Le ministre de l’Intérieur instruit les préfets de se pourvoir en cassation, au besoin
Après les décisions rendues par la Cour d’appel et validant certaines listes de partis et de coalitions de partis de l’opposition initialement rejetées par les autorités préfectorales, le ministre de l’Intérieur compte passer au niveau supérieur. Il veut aller à la Cour suprême pour casser les décisions de la Cour d’appel.
Après que la Cour d’appel a décidé de rétablir certains partis et coalitions de partis dans leurs droits, après le rejet de leurs listes aux prochaines Locales, l’autorité semble ne vouloir rien céder.
En effet, dans une note interne adressée aux préfets et sous-préfets, le ministre de l’Intérieur leur demande ‘’de ne pas intégrer les listes supposées validées par la Cour d'appel, car aucune notification officielle n'est encore faite. Le cas échéant, il sera possible de prendre des arrêtés additifs. Sauf instruction contraire, on s'inscrit dans une perspective d'élever le contentieux au niveau de la juridiction supérieure’’.

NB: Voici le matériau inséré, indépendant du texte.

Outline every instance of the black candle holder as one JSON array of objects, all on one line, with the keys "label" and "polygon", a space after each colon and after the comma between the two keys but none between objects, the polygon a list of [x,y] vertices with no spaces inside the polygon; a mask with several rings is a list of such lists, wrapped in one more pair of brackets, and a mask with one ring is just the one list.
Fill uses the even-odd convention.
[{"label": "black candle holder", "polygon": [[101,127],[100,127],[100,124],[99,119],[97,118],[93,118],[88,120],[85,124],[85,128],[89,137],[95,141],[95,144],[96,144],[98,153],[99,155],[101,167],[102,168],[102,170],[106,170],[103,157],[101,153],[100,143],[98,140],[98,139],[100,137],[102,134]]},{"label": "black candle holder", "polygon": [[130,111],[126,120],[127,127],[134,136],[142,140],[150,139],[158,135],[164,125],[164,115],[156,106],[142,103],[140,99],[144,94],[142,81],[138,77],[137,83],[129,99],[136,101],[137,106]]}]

Ainsi, il compte demander à ses représentants administratifs de se pourvoir en cassation. D’ailleurs, ils prévoient de voir avec leurs experts juridiques si ce pourvoi est suspensif ou pas.
En tout état de cause, dit l’autorité, il leur faut ‘’bien préparer les éléments de droit ou de fait à mettre à l'appui, si nécessaire ; se garder de tout commentaire, surtout envers les politiques’’. Elle leur demande, en outre, de ‘’transmettre les cas de recours ayant prospéré et dont (vous) avez écho’’. Mais elle reste ferme : ‘’partout où les cours d'appel ont manifestement violé la loi, le ministre vous demande de former des pourvois en cassation auprès de la Cour suprême. Il vous demande également d'encadrer personnellement les préfets et sous-préfets, et de travailler avec le secrétaire général, le DGE. Vous réclamerez également qu'on vous notifie les arrêts rendus et non de simples lettres qui n'ont qu'une valeur informative’’, lit-on toujours dans la note interne.

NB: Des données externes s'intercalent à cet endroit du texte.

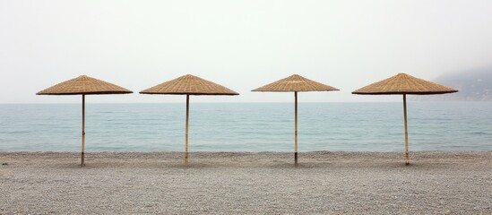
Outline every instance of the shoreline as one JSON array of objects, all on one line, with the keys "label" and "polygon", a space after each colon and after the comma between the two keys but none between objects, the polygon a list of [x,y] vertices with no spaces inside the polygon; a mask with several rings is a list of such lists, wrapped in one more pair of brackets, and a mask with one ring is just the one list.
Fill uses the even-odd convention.
[{"label": "shoreline", "polygon": [[492,151],[0,151],[0,214],[490,214]]}]

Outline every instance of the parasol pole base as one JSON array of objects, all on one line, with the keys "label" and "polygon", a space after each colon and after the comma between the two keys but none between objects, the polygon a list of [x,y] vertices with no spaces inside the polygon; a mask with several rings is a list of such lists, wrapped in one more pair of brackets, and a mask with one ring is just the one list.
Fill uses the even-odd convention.
[{"label": "parasol pole base", "polygon": [[81,153],[81,157],[82,157],[81,167],[85,167],[85,163],[83,162],[84,159],[85,159],[84,152],[82,152],[82,153]]}]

Cette dernière fait suite non seulement à la décision de la Cour d’appel de donner raison aux coalitions de l’opposition ayant déposé des recours après le rejet de certaines de leurs listes, mais également à la publication, hier, des listes définitives par les préfets et sous-préfets.
A Dakar, par exemple, plus d’une semaine après la clôture du dépôt des listes des candidats pour les Locales de 2022, la préfecture du département a publié hier le répertoire des coalitions retenues pour briguer les suffrages. Ainsi, un arrêté portant publication des déclarations de candidature à l’élection des conseillers municipaux a été publié. Le document rend ainsi publiques les listes recevables suivant l’ordre de dépôt les dossiers de candidature présentés par les partis ou coalitions de partis politiques légalement constitués pour l’élection des conseillers municipaux de la ville de Dakar du 23 janvier 2022. Il s’agit, renseigne l’arrêté de l’autorité préfectorale : du parti Convergence démocratique Bok Guis Guis, de la coalition Benno Bokk Yaakaar, de la grande coalition Wallu Sénégal, de la coalition Sénégal 2035, du parti Union citoyenne Bunt Bi et de la coalition Yewwi Askan Wi.
D’autres localités ont également officiellement annoncé les coalitions retenues. Flairant le coup du ministère de l’Intérieur, Yewwi Askan Wi voulait prendre les devants. Déterminée à participer aux prochaines échéances électorales, après le démarrage de la publication des listes définitives, elle a, à travers une circulaire publiée hier, instruit ses membres à procéder à des vérifications. ‘’A compter de ce jour et conformément aux articles L251 et L287 du Code électoral, nous demandons à tous les mandataires de listes de la coalition Yewwi Askan Wi de se rendre auprès des préfectures et sous-préfectures pour vérifier l’effectivité de la publication des listes de candidats investis par notre coalition’’, relève le document. Toujours dans la circulaire, ces mandataires sont également instruits de demander une copie de l’arrêté de publication desdites listes à l’autorité administrative, comme prévu par les derniers alinéas des deux articles précités du Code électoral.
A partir de là, ajoute-t-on, le mandataire dont la liste n’a pas été publiée devra s’attacher les services d’un huissier pour constater ce fait en vue de déposer une requête en réclamation auprès de la Cour d’appel de ressort dans les trois jours suivant ce constat, tel que prévu par les articles L252 et L288 du Code électoral.
La lutte n’est pas terminée et s’annonce âpre.